Iranians lose ground -- but retaliate despite weakness
Iran can survive a short-term bout with Iraq. But Tehran would be hard pressed to sustain a prolonged war with Baghdad, given its shortage of spare military parts, its crumbling economy, and the demoralization of its armed forces due to Ayatollah-led purges.
In fact, many observers have been surprised that Iranian forces have been able to retaliate as vigorously as they have so far -- even though they have been forced to admit a series of setbacks on the ground.
One reason for their better-than-expected performance may be that the Iranians have not quite played the game the way the Iraqis wanted.
Over the past several months, the Iranians reportedly kept their counterattacks against the Iraqis to a minimum, sending fewer aircraft in hot pursuit of Iraqi MIGs than Baghdad may have wanted. This could explain why the Iranians were able to claim that 140 of their planes had been sent to attack Iraqi bases Sept. 23.
The previous four months of nagging attacks on border posts in Iran's Kermanshah and Ilam regions are seen by analysts in Tehran as having been aimed at wearing down the Iranian armor and forcing them to use up their spare parts.
The surprise Iraqi air attack on Iran Sept. 22 gave Iranians their first taste of war deep inside their own country in more than 40 years. When it started suddenly on a mild Monday afternoon, most Iranians were not quite certain whether it was a foreign attack or another coup attempt.
"They thought they would catch us napping," said President Abolhassan Bani-Sadr in a television broadcast the same night.
But the Iraqi bombing of Tehran's Mehrabad airport lasted no more than a few seconds, leaving the runways intact for Iranian fighter planes to take off only minutes later in hot pursuit of the attackers. Eyewitnesses in Tehran saw only three Iraqi planes taking part in the attack, and these reportedly did a very poor job. Of the two aircraft hit on the ground, one was a civilian Boeing 707 and the other a military C-130 transport plane.
Said Ayatollah Ruhollah Khomeini in a broadcast later: "They dropped a few things and went away."
The Iraqi attacks on Iranian targets near the border, however, were no sneering matter. Heavy damage and loss of life were reported.

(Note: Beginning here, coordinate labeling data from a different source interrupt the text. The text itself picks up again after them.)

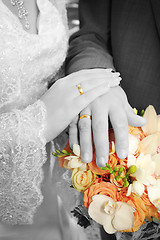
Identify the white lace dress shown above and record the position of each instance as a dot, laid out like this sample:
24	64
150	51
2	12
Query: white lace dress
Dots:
28	62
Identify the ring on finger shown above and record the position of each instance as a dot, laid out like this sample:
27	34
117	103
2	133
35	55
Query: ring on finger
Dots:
85	116
80	89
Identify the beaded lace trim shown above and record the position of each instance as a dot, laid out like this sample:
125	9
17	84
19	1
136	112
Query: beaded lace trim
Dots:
22	154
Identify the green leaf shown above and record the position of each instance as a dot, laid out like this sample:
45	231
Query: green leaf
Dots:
117	178
54	154
126	184
103	168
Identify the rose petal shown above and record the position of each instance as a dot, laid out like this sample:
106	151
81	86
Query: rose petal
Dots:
133	144
156	159
158	122
76	150
131	160
75	163
124	217
138	188
97	213
150	144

Worried Tehranis phoning their families in the western part of the country were told Khorrashahr port, for instance, was in bad shape.

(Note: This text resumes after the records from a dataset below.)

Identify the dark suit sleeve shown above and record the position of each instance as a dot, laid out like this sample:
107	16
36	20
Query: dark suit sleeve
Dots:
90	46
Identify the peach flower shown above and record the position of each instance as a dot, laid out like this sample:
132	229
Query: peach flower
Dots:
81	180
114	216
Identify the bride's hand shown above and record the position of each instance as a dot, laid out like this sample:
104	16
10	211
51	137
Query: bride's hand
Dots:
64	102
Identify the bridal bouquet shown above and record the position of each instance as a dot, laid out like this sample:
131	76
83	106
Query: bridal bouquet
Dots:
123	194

Defense Undersecretary Ali Khamenei disclosed in parliament that Dezful air base near the Iraqi border had been destroyed, making it difficult for returning planes to land.
Reports of Iraqi ground operations have come only from the border areas. Attempts by either country to damage the other's oil installations have been cautious. But reports that the Abadan oil refinery had been hit caused panic among Iranian civilians. The refinery produces about 60 percent of the refined oil products used domestically.
Casualty figures in Tehran itself were not officially released, but hospital spokesmen said they were comparatively light: fewer than a dozen dead and three or four dozen injured.
No air-raid warnings were sounded when the Iraqi planes attacked. Despite much propaganda in the preceeding four months about a "20-million-man army" to be set up to defend the homeland with tooth and claw, there was no sign of civil defense groups going out to enforce a blackout. Instead, the power supply had to be cut off to put lights out in Tehran homes.